Breaking the Kuznets Curve myth

Economist Simon Kuznets, in his famous 1955 theory, argued that inequality increases in the early stages of development. But inequality automatically decreases as education, industrialisation, and social opportunities expand over time. This idea was long recognised in economics textbooks, and many developing countries believed that some inequality alongside growth was ‘natural.’

However, the reality in Bangladesh clearly contradicts this theory. Bangladesh’s GDP growth has been continuous and strong in the past two decades – 6-7 per cent annually; yet, this growth has not reached the majority of the population equally. Consequently, overall inequality has not decreased; rather, it has increased.

But countries like Vietnam, Malaysia, Thailand, and South Korea have shown that inequality is not inevitable with development. In the 1990s, Vietnam invested heavily in education, health, and agricultural production in parallel to the market reforms. As a result, rural labourers and small farmers became key partners in development, and inequality remained controlled. In the 1970s, Malaysia adopted the ‘New Economic Policy’ to reduce ethnic disparities, incorporate communities deprived of education and capital ownership, and strengthen social safety nets.

These examples make it clear that inequality is not an ‘inevitable phase of development,’ but rather the result of policy-driven decisions.

What should be done to reduce inequality?

Reducing inequality requires not only economic reforms but also political will, institutional restructuring, and corruption control. First, progressive tax reform is essential. The scope of income tax, property tax, and inheritance tax must be expanded; digital tracking systems must be implemented to prevent tax evasion. Revenue policy must be designed so that it serves the interests of the people, not those of the wealthy class.
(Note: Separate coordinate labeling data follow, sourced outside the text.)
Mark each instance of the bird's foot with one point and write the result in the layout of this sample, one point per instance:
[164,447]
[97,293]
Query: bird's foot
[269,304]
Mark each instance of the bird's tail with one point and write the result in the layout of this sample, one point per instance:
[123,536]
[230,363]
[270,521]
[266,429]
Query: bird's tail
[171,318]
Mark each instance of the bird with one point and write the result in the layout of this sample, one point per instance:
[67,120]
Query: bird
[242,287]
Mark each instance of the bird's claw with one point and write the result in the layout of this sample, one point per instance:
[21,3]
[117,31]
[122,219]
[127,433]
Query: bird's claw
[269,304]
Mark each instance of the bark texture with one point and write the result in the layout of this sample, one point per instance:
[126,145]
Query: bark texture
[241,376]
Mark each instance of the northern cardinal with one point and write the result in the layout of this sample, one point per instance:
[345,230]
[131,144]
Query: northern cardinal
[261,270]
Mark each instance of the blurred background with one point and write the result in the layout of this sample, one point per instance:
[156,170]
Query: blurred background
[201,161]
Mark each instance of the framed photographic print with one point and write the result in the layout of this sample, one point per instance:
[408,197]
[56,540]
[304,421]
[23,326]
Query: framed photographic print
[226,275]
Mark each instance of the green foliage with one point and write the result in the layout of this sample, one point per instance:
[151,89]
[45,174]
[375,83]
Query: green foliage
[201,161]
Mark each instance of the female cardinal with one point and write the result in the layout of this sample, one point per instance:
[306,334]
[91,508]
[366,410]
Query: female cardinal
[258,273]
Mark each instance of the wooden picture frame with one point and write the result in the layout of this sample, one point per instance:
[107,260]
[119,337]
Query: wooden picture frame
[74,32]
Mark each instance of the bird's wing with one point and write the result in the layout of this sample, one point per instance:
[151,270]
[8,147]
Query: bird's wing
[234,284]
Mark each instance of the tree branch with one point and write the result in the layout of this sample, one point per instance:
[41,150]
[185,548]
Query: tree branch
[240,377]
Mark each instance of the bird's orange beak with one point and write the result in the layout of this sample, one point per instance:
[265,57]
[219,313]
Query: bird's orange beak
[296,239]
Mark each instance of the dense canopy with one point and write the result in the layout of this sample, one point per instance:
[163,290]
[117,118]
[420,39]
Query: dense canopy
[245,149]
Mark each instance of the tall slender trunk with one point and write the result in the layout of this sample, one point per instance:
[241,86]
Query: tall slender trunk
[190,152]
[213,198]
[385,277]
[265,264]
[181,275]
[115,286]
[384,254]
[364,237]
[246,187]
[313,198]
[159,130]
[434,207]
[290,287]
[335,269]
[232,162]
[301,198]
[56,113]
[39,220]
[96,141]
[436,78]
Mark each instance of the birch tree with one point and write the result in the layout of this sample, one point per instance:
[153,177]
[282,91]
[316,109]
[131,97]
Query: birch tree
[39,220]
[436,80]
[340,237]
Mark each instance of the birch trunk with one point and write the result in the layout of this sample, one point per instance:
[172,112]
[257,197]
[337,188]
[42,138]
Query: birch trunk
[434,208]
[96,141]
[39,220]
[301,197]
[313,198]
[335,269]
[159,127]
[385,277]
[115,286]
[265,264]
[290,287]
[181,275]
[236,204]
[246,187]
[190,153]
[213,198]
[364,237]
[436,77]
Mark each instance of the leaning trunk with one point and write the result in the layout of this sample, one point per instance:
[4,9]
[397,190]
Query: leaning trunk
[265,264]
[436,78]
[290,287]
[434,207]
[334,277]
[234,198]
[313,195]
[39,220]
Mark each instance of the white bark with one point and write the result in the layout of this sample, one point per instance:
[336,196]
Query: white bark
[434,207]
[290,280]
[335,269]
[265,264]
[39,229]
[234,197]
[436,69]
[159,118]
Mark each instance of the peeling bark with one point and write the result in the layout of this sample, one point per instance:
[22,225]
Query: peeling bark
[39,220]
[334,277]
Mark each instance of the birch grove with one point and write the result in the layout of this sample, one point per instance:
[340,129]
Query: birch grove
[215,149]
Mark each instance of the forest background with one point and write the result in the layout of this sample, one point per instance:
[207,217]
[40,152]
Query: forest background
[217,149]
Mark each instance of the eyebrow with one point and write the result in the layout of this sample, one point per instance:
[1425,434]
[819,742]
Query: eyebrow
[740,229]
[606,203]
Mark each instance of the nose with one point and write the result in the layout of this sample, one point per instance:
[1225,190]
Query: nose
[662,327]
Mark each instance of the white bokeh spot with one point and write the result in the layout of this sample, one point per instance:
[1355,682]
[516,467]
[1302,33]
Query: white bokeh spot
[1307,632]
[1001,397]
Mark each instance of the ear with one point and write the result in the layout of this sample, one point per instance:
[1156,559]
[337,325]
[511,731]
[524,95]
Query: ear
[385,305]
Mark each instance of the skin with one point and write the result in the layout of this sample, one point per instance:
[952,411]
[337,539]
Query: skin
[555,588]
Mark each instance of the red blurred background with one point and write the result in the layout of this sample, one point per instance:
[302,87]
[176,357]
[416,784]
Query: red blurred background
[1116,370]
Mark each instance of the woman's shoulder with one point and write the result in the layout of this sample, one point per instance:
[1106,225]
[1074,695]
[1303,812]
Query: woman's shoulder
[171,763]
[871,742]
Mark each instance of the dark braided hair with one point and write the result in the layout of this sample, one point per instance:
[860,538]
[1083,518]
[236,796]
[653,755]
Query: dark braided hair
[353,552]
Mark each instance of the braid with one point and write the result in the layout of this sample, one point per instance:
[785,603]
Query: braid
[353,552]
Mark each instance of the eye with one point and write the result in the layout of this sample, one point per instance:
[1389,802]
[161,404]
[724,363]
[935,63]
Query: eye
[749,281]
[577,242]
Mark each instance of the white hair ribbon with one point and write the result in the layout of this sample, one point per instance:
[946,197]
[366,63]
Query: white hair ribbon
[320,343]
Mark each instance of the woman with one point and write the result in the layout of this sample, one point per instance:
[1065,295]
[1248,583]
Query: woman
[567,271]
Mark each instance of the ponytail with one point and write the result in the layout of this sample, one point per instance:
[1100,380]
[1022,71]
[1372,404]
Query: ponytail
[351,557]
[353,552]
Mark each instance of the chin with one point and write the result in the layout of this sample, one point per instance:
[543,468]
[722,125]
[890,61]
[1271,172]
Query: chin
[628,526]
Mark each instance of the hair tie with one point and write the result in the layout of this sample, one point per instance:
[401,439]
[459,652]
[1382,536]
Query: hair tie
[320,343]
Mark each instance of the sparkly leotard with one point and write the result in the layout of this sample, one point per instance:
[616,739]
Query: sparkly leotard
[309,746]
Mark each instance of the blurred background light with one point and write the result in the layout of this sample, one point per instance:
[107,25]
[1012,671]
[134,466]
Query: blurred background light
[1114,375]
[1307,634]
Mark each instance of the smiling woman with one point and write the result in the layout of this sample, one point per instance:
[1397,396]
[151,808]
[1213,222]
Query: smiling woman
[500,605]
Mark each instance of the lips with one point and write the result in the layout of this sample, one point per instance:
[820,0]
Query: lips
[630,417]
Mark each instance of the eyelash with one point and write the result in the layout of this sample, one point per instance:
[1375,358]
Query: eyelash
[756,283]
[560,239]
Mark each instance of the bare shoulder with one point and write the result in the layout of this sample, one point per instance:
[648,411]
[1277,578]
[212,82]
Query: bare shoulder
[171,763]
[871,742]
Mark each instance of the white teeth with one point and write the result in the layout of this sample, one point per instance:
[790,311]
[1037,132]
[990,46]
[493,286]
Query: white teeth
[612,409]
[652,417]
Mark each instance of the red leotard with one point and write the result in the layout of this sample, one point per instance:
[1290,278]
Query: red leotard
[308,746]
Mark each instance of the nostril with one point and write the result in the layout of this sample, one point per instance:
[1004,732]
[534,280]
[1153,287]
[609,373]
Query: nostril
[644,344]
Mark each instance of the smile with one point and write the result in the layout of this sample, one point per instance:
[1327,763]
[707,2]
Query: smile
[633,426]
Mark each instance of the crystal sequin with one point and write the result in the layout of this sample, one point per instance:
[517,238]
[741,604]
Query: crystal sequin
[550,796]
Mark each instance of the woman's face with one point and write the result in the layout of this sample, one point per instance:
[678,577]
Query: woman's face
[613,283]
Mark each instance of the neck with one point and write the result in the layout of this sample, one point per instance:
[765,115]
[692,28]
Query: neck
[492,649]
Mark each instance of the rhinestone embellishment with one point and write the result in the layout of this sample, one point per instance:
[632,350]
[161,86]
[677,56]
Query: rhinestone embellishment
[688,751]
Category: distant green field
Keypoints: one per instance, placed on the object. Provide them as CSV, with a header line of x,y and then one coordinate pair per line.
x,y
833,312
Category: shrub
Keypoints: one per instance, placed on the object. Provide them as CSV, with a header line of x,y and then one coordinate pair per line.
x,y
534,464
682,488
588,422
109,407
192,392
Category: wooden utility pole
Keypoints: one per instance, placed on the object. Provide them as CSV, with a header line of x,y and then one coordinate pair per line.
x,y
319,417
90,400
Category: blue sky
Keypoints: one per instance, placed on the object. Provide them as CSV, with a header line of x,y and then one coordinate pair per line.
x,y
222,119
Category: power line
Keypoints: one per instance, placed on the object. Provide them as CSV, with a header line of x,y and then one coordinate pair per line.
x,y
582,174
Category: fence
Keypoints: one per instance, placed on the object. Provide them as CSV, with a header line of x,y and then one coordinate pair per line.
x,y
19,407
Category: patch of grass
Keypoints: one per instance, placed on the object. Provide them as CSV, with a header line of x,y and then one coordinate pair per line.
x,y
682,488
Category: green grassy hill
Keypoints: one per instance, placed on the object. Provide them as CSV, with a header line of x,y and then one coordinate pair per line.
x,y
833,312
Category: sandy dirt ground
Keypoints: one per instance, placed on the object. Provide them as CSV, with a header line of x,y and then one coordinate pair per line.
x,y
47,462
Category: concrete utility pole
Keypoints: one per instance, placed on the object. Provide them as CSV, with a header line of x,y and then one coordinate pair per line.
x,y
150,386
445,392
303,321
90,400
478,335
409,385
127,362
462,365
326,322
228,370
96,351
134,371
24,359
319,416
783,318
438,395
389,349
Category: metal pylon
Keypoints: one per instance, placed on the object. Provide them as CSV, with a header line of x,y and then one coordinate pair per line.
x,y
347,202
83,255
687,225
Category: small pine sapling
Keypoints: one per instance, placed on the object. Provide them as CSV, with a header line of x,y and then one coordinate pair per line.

Second, social protection systems must be politically neutral and universal. Transparency in selecting beneficiaries and digital monitoring must be ensured.

Third, controlling corruption and governance failure is now of utmost urgency. In the past decade, sudden corruption and crony capitalism have accelerated inequality in Bangladesh. Nepotism in public procurement, bank loans, and project allocation has eroded public trust. Corruption must be seen not merely as a moral issue but as a structural engine of inequality. Anti-corruption commissions, regulatory bodies, and financial oversight institutions must be freed from political interference.

Fourth, institutional reform is essential. Institutions like the central bank, election commission, media, and local government must be given the opportunity to function independently. Justice-based development is no possible without strong institutions.

Fifth, political inclusion and accountability must be ensured. Active participation of citizens, youth, women, and workers is necessary in policymaking. Democratic structures must be reconstructed so that the centres of power return to the people.

#Selim Raihan is a professor at the Department of Economics, University of Dhaka.